Congrats to her! I’m a CPP graduate myself
I told her you said congratulations!
Go Broncos!
Thanks for running this funny little post of mine! Someone over on Mastodon has just informed me that semi trucks don’t use magnetic compasses because there’s too much iron in the truck and it throws the compass off.
Does anyone know if that’s true?
It sounds plausible for an off-the-shelf compass being lobbed into a truck. A compass that comes with the car ought to have been calibrated by the oem to the magnetic model of the vehicle.
In UAV land, I have to calibrate magnetometers/compasses well away from the steel building. A 1000+ pound lump of iron and thousands of pounds more of steel rails and sheets will definitely mess with a compass that wasn’t compensated for it.
A friend of mine built an electronic dashboard compass for his jeep. He wrote something into the code to let him calibrate it, but he had to drive in circles something like 20 times in an empty parking lot to do it
That sounds very familiar….
You definitely don’t want to flip and roll a semi tractor around all 3 axes to calibrate that compass. Assuming you walk away from the wreck, the compass ought to read very true then!

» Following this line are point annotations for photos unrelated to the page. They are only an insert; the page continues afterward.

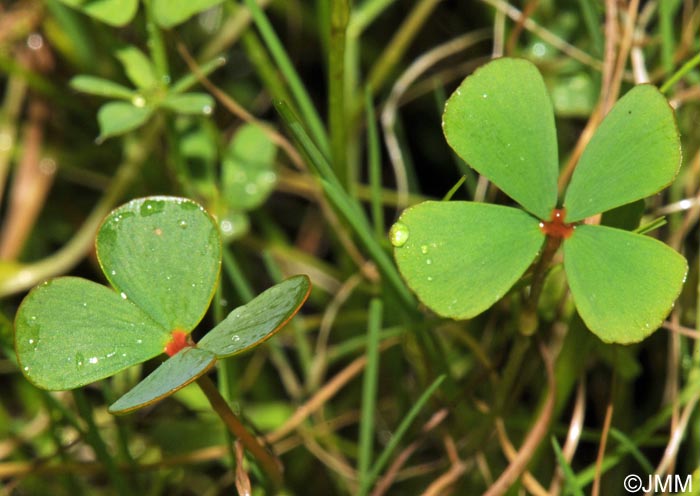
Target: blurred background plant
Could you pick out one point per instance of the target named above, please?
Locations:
(306, 127)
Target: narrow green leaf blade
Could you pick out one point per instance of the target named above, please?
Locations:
(624, 284)
(172, 375)
(248, 168)
(462, 257)
(189, 103)
(138, 67)
(635, 153)
(71, 332)
(100, 87)
(169, 13)
(113, 12)
(500, 121)
(164, 254)
(255, 322)
(117, 118)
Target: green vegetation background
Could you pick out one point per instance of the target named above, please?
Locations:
(364, 392)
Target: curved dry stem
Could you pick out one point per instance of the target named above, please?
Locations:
(270, 463)
(385, 482)
(529, 481)
(573, 436)
(330, 389)
(601, 449)
(533, 438)
(546, 35)
(319, 365)
(677, 435)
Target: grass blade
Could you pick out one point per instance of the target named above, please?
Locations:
(369, 388)
(398, 435)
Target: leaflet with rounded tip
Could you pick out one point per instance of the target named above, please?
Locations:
(70, 332)
(635, 153)
(163, 254)
(172, 375)
(624, 284)
(253, 323)
(500, 121)
(462, 257)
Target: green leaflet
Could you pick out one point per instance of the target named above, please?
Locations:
(172, 375)
(162, 255)
(635, 153)
(462, 257)
(500, 121)
(71, 332)
(623, 284)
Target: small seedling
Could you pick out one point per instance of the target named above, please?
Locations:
(462, 257)
(162, 256)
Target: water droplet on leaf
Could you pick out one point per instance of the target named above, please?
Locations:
(398, 235)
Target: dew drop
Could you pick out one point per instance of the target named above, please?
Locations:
(398, 235)
(226, 226)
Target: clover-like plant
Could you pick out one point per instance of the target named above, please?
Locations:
(461, 257)
(162, 256)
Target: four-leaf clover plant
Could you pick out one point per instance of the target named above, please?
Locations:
(461, 257)
(162, 256)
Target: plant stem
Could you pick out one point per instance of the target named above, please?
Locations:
(92, 436)
(270, 464)
(513, 366)
(527, 321)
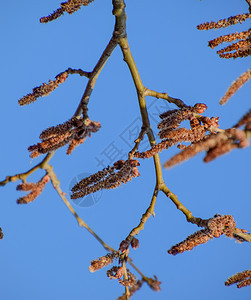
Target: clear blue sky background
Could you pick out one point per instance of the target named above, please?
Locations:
(44, 254)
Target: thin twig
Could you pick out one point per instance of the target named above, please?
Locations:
(23, 176)
(165, 96)
(82, 108)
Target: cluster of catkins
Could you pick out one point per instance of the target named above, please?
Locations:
(75, 131)
(217, 144)
(70, 7)
(214, 228)
(242, 48)
(241, 279)
(171, 134)
(109, 178)
(117, 272)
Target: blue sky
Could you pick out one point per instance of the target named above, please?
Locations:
(44, 254)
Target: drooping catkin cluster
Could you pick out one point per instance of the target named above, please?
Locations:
(242, 48)
(215, 227)
(132, 290)
(46, 88)
(103, 261)
(75, 131)
(43, 90)
(172, 135)
(241, 279)
(34, 188)
(214, 144)
(109, 178)
(70, 7)
(117, 272)
(235, 86)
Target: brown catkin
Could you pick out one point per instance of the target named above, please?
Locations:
(107, 178)
(102, 261)
(70, 7)
(43, 90)
(242, 279)
(75, 131)
(229, 38)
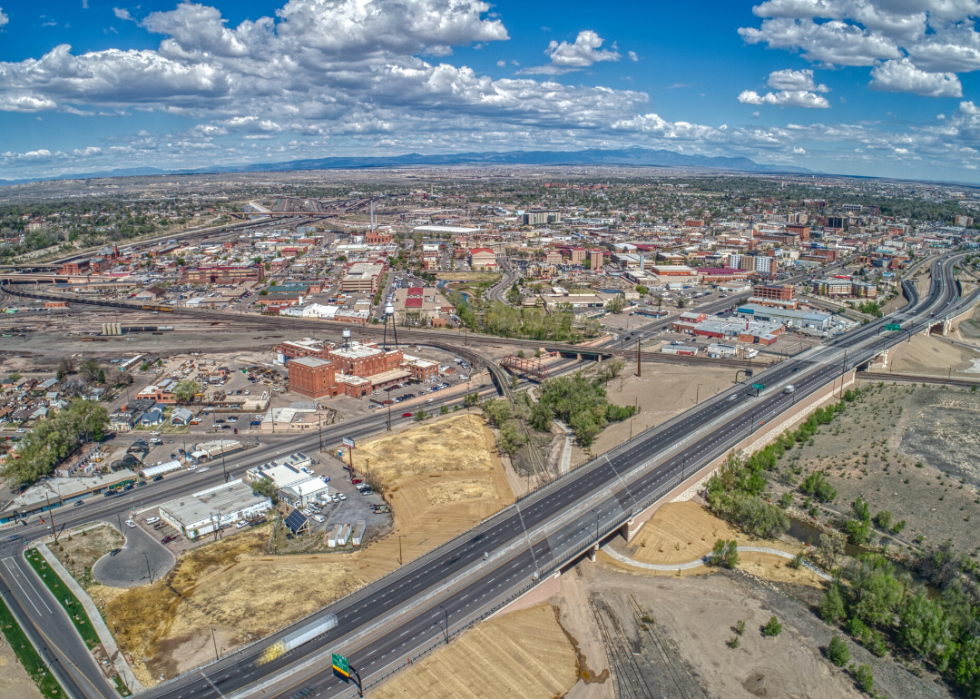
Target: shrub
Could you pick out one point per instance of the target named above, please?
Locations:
(864, 678)
(772, 627)
(837, 652)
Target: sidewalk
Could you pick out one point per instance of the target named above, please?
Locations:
(108, 642)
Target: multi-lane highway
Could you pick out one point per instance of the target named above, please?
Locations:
(384, 624)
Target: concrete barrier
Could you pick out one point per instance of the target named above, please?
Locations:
(695, 482)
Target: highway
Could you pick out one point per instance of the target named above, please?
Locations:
(385, 623)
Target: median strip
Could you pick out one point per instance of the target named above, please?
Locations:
(28, 656)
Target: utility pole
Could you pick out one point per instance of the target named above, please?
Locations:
(51, 514)
(843, 368)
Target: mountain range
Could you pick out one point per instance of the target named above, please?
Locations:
(635, 156)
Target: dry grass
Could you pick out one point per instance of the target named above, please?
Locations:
(442, 478)
(524, 655)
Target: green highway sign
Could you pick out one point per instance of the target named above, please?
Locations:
(340, 665)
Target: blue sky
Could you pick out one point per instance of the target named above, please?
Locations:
(865, 87)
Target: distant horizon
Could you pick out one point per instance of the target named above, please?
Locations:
(90, 86)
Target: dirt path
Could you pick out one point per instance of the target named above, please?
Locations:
(524, 655)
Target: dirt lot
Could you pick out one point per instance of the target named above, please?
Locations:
(684, 531)
(931, 356)
(873, 449)
(663, 391)
(79, 550)
(523, 655)
(442, 479)
(666, 637)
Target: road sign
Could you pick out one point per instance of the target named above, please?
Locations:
(340, 665)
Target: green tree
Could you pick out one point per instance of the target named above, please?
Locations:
(185, 391)
(832, 609)
(725, 553)
(838, 652)
(772, 627)
(864, 679)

That’s been the instructions for every car I have owned with a compass built into the mirror. Though not necessarily 20, more like 5-6. And you are supposed to do it if you drive more than X miles from where you last did it – 500? 1000? Can’t remember. I have never bothered.
I don’t think there are any instructions for calibrating the compass in my Mercedes. Probably driven by the GPS rather than an actual compass.
Or it calibrates itself based on the GPS when you are moving.
Either way. But simpler to not have it be an actual magnetic compass in the first place. Not much point when you have GPS baked in.
If you’ve been surrounded by thousands of pounds of ferrous metals, you may be entitled to compensation. Call 1-888-COM-PASS. Operators are standing by.
Given that it’s Masto, we at least know they’re not joking.
Can you explain? I don’t get the reference.
4 glow plugs or 8? The equation picture in the article calculates for 8 glow plugs and 96A, but the article text uses 4 glow plugs and 48A.
We’ve fixed it!
It hasn’t hit the CMS update yet, I don’t think, but yay!
Dammit I got suckered into doing math on this site again?? For a site that celebrates its birthday on March 32nd there sure is an awful lot of math and learning going on around here.
Math yes learing probably not
Missing spaces hit me hard. Everything else ist fine
It’s the glow plugs interacting with the fried chicken. Easyphenomenontoreplicate.